A Momologue by Andrea: As the mother of a 22-month-old daughter, watching Juno was like a terrifying look into the future. Warning!! CONTAINS SPOILERS!

I'm thinking of locking my daughter in her room until she's sixteen, maybe eighteen.
I just saw Juno and between that, the Jamie Lynn Spears fiasco and the episode I caught of MTV's A Shot at Love with Tila Tequila, I might have no choice. How else can I make sure she's not going get knocked up or even worse, host a trashy reality show?
Especially since Juno, one of this year's most popular indie flicks, makes unplanned pregnancy seem "LIKE TOTALLY AWESOME, DUDE!" Sure the lead character has a lot going for her: she's intelligent, plucky and extremely resourceful. But she's also an immature idiot. When she decides on a whim to have (unprotected) sex with her friend Bleecker and gets knocked up, she shrugs it off as a minor inconvenience.

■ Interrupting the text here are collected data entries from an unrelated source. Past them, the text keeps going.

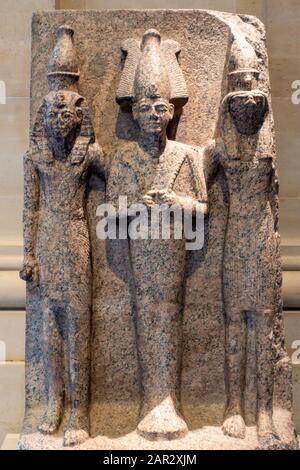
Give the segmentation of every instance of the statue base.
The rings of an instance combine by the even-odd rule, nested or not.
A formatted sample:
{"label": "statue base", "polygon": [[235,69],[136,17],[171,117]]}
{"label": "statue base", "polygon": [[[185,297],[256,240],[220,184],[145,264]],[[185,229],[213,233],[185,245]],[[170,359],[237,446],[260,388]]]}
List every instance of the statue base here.
{"label": "statue base", "polygon": [[[274,423],[279,435],[270,450],[297,450],[299,442],[294,435],[291,414],[286,410],[276,408]],[[63,433],[47,436],[37,432],[31,422],[21,434],[18,447],[20,450],[264,450],[258,442],[255,426],[247,427],[245,439],[234,439],[225,436],[219,426],[205,426],[191,430],[185,437],[171,441],[150,441],[140,436],[137,431],[125,435],[99,435],[88,439],[83,444],[74,447],[63,447]]]}

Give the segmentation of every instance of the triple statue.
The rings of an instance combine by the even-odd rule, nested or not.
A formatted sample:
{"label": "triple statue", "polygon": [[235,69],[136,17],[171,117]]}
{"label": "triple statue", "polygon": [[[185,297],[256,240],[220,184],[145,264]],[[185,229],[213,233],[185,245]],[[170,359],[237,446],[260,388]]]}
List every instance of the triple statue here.
{"label": "triple statue", "polygon": [[[155,29],[147,30],[141,41],[125,41],[116,100],[121,112],[132,113],[139,135],[108,158],[96,140],[88,103],[79,94],[73,34],[66,25],[58,30],[49,62],[49,93],[37,112],[24,158],[25,255],[20,276],[39,291],[47,390],[38,429],[55,434],[68,408],[63,444],[77,445],[90,435],[95,260],[86,200],[93,175],[105,183],[106,203],[117,208],[119,198],[126,196],[128,204],[147,208],[151,224],[155,205],[209,220],[208,188],[222,172],[229,195],[222,266],[227,383],[222,430],[232,438],[246,436],[245,363],[254,351],[258,440],[264,448],[276,446],[278,180],[274,157],[264,151],[270,116],[268,96],[260,89],[257,54],[245,39],[232,41],[215,136],[206,148],[197,148],[169,138],[170,123],[180,119],[188,101],[179,44],[162,41]],[[174,225],[175,218],[171,230]],[[182,438],[188,433],[178,393],[186,240],[129,237],[128,245],[140,365],[137,432],[150,440]],[[199,311],[201,307],[199,303]],[[250,330],[255,348],[248,351]]]}

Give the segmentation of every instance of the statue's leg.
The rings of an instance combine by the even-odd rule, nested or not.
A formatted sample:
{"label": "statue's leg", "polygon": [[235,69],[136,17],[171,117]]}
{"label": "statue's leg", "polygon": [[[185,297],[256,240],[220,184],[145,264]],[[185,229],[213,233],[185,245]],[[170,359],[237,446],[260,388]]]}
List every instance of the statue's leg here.
{"label": "statue's leg", "polygon": [[89,437],[90,308],[88,303],[72,301],[66,307],[66,318],[70,417],[64,434],[64,445],[71,446],[80,444]]}
{"label": "statue's leg", "polygon": [[256,316],[257,351],[257,431],[262,446],[276,443],[273,424],[273,382],[274,382],[274,311],[264,310]]}
{"label": "statue's leg", "polygon": [[151,440],[185,435],[177,411],[185,249],[180,241],[131,241],[142,378],[138,432]]}
{"label": "statue's leg", "polygon": [[226,319],[226,361],[228,374],[228,403],[223,432],[244,439],[246,426],[243,419],[242,395],[245,383],[246,322],[245,312],[231,309]]}
{"label": "statue's leg", "polygon": [[188,429],[177,411],[181,346],[180,305],[148,304],[139,312],[138,344],[143,401],[138,432],[151,440],[176,439]]}
{"label": "statue's leg", "polygon": [[57,315],[59,306],[46,299],[42,303],[43,314],[43,354],[48,403],[39,430],[52,434],[61,422],[63,413],[63,338]]}

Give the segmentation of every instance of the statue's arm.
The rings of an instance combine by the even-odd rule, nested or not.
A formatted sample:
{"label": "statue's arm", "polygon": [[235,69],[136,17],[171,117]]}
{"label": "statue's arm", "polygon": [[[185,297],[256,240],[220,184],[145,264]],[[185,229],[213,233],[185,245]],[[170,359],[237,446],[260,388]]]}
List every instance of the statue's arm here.
{"label": "statue's arm", "polygon": [[197,213],[208,213],[207,202],[199,201],[192,196],[178,196],[174,198],[174,202],[180,205],[184,210],[189,211],[195,216]]}
{"label": "statue's arm", "polygon": [[196,180],[197,199],[193,201],[193,213],[201,211],[205,215],[209,213],[208,189],[214,182],[219,171],[219,155],[216,149],[215,141],[212,141],[207,147],[201,149],[195,161],[201,162],[201,165],[194,164],[193,175]]}
{"label": "statue's arm", "polygon": [[[195,173],[192,171],[190,168],[189,172],[189,181],[193,182],[195,179]],[[205,184],[204,178],[202,178],[202,183]],[[193,194],[176,194],[175,192],[172,192],[170,195],[171,197],[168,196],[168,193],[166,196],[162,195],[162,201],[169,202],[171,204],[177,204],[181,206],[184,210],[191,212],[193,216],[198,214],[199,212],[203,214],[208,213],[208,203],[207,203],[207,195],[206,195],[206,188],[204,188],[204,185],[202,184],[202,188],[205,189],[205,191],[199,191],[198,185],[196,188],[194,188],[193,191],[191,191]],[[173,196],[173,197],[172,197]]]}
{"label": "statue's arm", "polygon": [[24,156],[24,262],[20,277],[24,281],[38,283],[38,266],[35,246],[38,231],[40,207],[40,180],[37,169],[32,161],[31,152]]}
{"label": "statue's arm", "polygon": [[203,171],[207,187],[214,182],[219,167],[219,154],[215,141],[212,141],[203,152]]}
{"label": "statue's arm", "polygon": [[191,181],[194,182],[194,194],[192,202],[192,212],[203,212],[208,214],[207,184],[204,173],[204,152],[205,149],[197,148],[195,153],[191,153],[188,158],[191,171]]}
{"label": "statue's arm", "polygon": [[107,162],[105,154],[97,142],[89,145],[89,156],[92,172],[99,176],[99,178],[106,180]]}
{"label": "statue's arm", "polygon": [[[148,194],[151,196],[152,191],[149,191]],[[199,212],[207,214],[208,201],[202,149],[189,150],[171,191],[156,190],[153,191],[153,196],[158,196],[160,203],[180,206],[194,216]]]}

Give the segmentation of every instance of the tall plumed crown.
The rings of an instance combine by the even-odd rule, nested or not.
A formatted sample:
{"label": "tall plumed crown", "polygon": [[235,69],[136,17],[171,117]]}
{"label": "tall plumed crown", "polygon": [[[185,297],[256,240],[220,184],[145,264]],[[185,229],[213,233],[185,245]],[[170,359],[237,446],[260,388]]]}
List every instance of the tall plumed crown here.
{"label": "tall plumed crown", "polygon": [[178,63],[178,42],[162,41],[158,31],[149,29],[141,42],[125,41],[122,51],[126,59],[116,99],[123,109],[148,96],[162,96],[184,106],[188,92]]}
{"label": "tall plumed crown", "polygon": [[228,74],[257,73],[259,74],[258,59],[255,50],[245,37],[235,38],[230,51]]}
{"label": "tall plumed crown", "polygon": [[63,25],[58,29],[57,42],[48,64],[50,91],[77,88],[80,73],[73,36],[70,26]]}
{"label": "tall plumed crown", "polygon": [[161,54],[161,37],[155,29],[145,32],[141,56],[134,78],[134,99],[162,96],[170,99],[171,86],[167,67]]}
{"label": "tall plumed crown", "polygon": [[[30,140],[34,148],[42,155],[45,162],[53,161],[48,140],[44,129],[44,111],[48,106],[64,108],[65,106],[78,106],[83,113],[80,128],[80,140],[94,142],[94,128],[89,112],[88,103],[78,93],[78,79],[80,76],[76,50],[73,41],[74,31],[69,26],[60,26],[57,32],[57,42],[51,54],[48,65],[49,93],[40,105],[36,120],[31,132]],[[76,163],[82,155],[74,153],[72,162]]]}

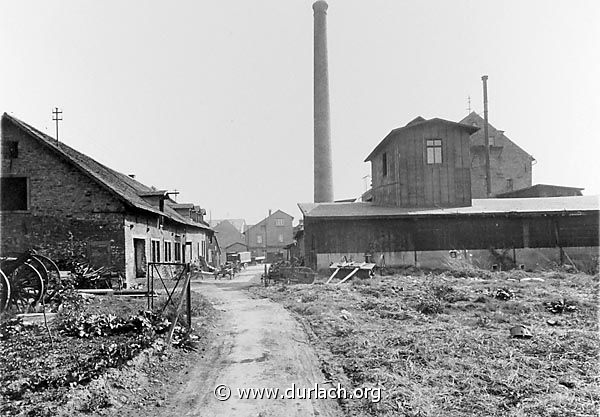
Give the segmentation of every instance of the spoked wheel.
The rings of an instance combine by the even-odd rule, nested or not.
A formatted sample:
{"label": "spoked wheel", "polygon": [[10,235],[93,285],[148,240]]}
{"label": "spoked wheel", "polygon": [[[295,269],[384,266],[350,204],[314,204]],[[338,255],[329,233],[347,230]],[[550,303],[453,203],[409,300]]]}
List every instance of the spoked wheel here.
{"label": "spoked wheel", "polygon": [[[46,290],[46,298],[44,298],[44,300],[48,302],[54,297],[59,288],[60,270],[56,263],[47,256],[35,254],[32,259],[35,259],[43,267],[41,269],[43,269],[45,273],[44,288]],[[41,272],[40,269],[38,269],[38,271]]]}
{"label": "spoked wheel", "polygon": [[10,282],[9,308],[21,313],[33,310],[44,296],[44,279],[31,264],[24,263],[8,277]]}
{"label": "spoked wheel", "polygon": [[10,300],[10,284],[4,272],[0,271],[0,312],[8,307]]}

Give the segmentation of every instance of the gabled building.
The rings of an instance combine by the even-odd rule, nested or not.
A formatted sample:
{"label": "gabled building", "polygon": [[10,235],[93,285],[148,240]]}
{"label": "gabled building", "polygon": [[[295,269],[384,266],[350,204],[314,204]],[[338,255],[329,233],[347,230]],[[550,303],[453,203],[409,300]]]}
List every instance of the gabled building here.
{"label": "gabled building", "polygon": [[422,117],[392,130],[367,156],[372,202],[397,207],[471,205],[469,136],[479,128]]}
{"label": "gabled building", "polygon": [[[244,227],[245,222],[243,220],[242,222],[238,227]],[[211,224],[214,224],[213,230],[217,235],[223,253],[245,252],[248,250],[245,236],[231,220],[213,220]]]}
{"label": "gabled building", "polygon": [[6,113],[2,116],[0,252],[36,248],[60,262],[110,266],[128,283],[147,262],[210,255],[204,211],[114,171]]}
{"label": "gabled building", "polygon": [[277,210],[246,229],[246,246],[252,256],[266,256],[268,262],[285,257],[285,247],[293,242],[294,218]]}
{"label": "gabled building", "polygon": [[[527,269],[597,262],[597,196],[473,198],[480,192],[473,181],[485,190],[485,174],[471,173],[480,170],[472,162],[479,161],[472,154],[479,152],[473,145],[478,131],[473,124],[422,117],[392,130],[365,160],[372,188],[363,202],[298,205],[307,266],[324,269],[342,258],[428,268],[457,261]],[[532,158],[498,138],[496,162],[516,155],[524,173],[519,178],[530,183]],[[517,178],[518,167],[514,171]],[[496,166],[493,172],[506,179],[510,171]],[[503,184],[493,183],[496,190]]]}
{"label": "gabled building", "polygon": [[[471,112],[459,123],[476,127],[470,137],[471,142],[471,196],[487,198],[485,181],[485,136],[484,119]],[[490,144],[490,173],[492,177],[492,197],[521,188],[531,187],[532,166],[535,159],[519,145],[510,140],[503,130],[488,123]]]}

In fact, no one in the movie seems to think it's a big deal, not her parents, not the unborn baby's daddy and certainly not Juno's best friend, Leah, who's only interested in the locker room details of Juno's exploits:
LEAH: What was it like humping Bleeker's bony bod?
JUNO: It was magnificent, man.
Oh God, please say this isn't how teens really talk.
Okay, here's my synopsis of the remainder of the plot:
Juno, handling her predicament with detached snark, manages to find an adoptive parent for her nine month "science project" and graduates from High School with nary an emotional scar. The End.
Wait one minute; a movie where the lead character makes a life-altering mistake with absolutely zero consequences is a hit with teens? Go figure. I can't wait until Hollywood gets it right and depicts the real repercussions of a teen pregnancy. Until then does any one know of a good chastity-belt manufacturer?